We’ve been calling the death of UX for a couple decades now. At least, someone in a blog post or a social media thread is, probably for da clickz.

This time, it’s AI, or really, the facile and shortsighted fad to make everything “AI.” Doesn’t matter that actual users hate getting deluged in AI features they never asked for, it’s in the product because… shareholder value?

And we know this AI bubble is going to burst and burst badly soon. When Microsoft stops reporting AI revenue, and overall we’ve seen nearly a trillion dollars of venture capital get burned through in the process, with zero sign of any real profit for anyone not named Nvidia… this bubble can’t last much longer.

Meanwhile, these companies are firing product design and research people left and right. First it was the middle managers, now it’s the researchers. All while the collapse in government outlays (thanks, DOGE) gut spending and jobs for everyone from universities to clean energy to healthcare.

Now, there are two things we know to be true:
1. The problems that user experience design solve haven’t gone away, and
2. AI as it currently exists cannot replace user experience design.

But we also know one other thing:
Businesses don’t care, at least until they have to care.

At the top levels of business, people are widgets. They’re resources that ingest money and produce outputs. Replacing them with AI makes perfect sense — more outputs, less health care costs! At least, until they discover the real costs.

Generative AI is like caulk. It fills a hole (we need content!), but it’s bland and lifeless. It doesn’t matter what caulk tastes like — no one is eating it (well, not yet, give us a few years of recession and we’ll see). But content, well, that has taste. It has a voice and tone, a point of view, clear outcomes it’s looking to deliver on.

During this job search I used AI to help me generate cover letters. I hate writing cover letters. When I read them, though, they don’t feel like me. Yes, they’re my cover letters, so the words are right. But there’s no life, no soul there. Even when I try to pep them up with my own voice, they still feel flavorless.

Imagine there’s 200 applicants for the position and everyone created a cover letter with AI. 200 letters of fungible, nearly identical chunks of copy. All that power and water wasted on a constant refrain of filler.

It’s all caulk and not one bit of value. And caulk is what design is supposed to not be.

But the business world wants caulk. They want outputs. The outcomes aren’t important (until they are.)

UX can’t survive in this world. Like public health, it isn’t a thing you care about until you don’t have it at the most crucial moments. But we’re still trying to fight this last war where we needed to prove value against decades of slop. Now they like the slop.

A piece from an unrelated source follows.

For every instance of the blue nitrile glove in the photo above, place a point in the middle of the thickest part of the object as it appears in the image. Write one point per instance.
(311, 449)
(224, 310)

You can embrace AI as a designer, or refuse it. (And let’s be honest, you’re not getting a job right now if you don’t embrace it.) But no matter what, you’re dealing with a large language model that is going to do the most average, most banal response based on how the tokens fall. And average and banal is good enough for the business. In a business world like this, where is the room for a user experience that is not average and banal? Where’s the room for tools to help users accomplish their tasks easier. Where is (and I really hate saying this word) the delight?

Maybe UX is dead. But if so, AI didn’t kill it. The endless, constant grind to prove design’s value in a hyper-capitalist system did. A 55% accurate creator of mediocrity doesn’t ask for raises, doesn’t need health insurance, and doesn’t talk back. And given the choice of “good enough” banality and the bottom line hit of having humans that push and strive for “better”, they’ll take “good enough.”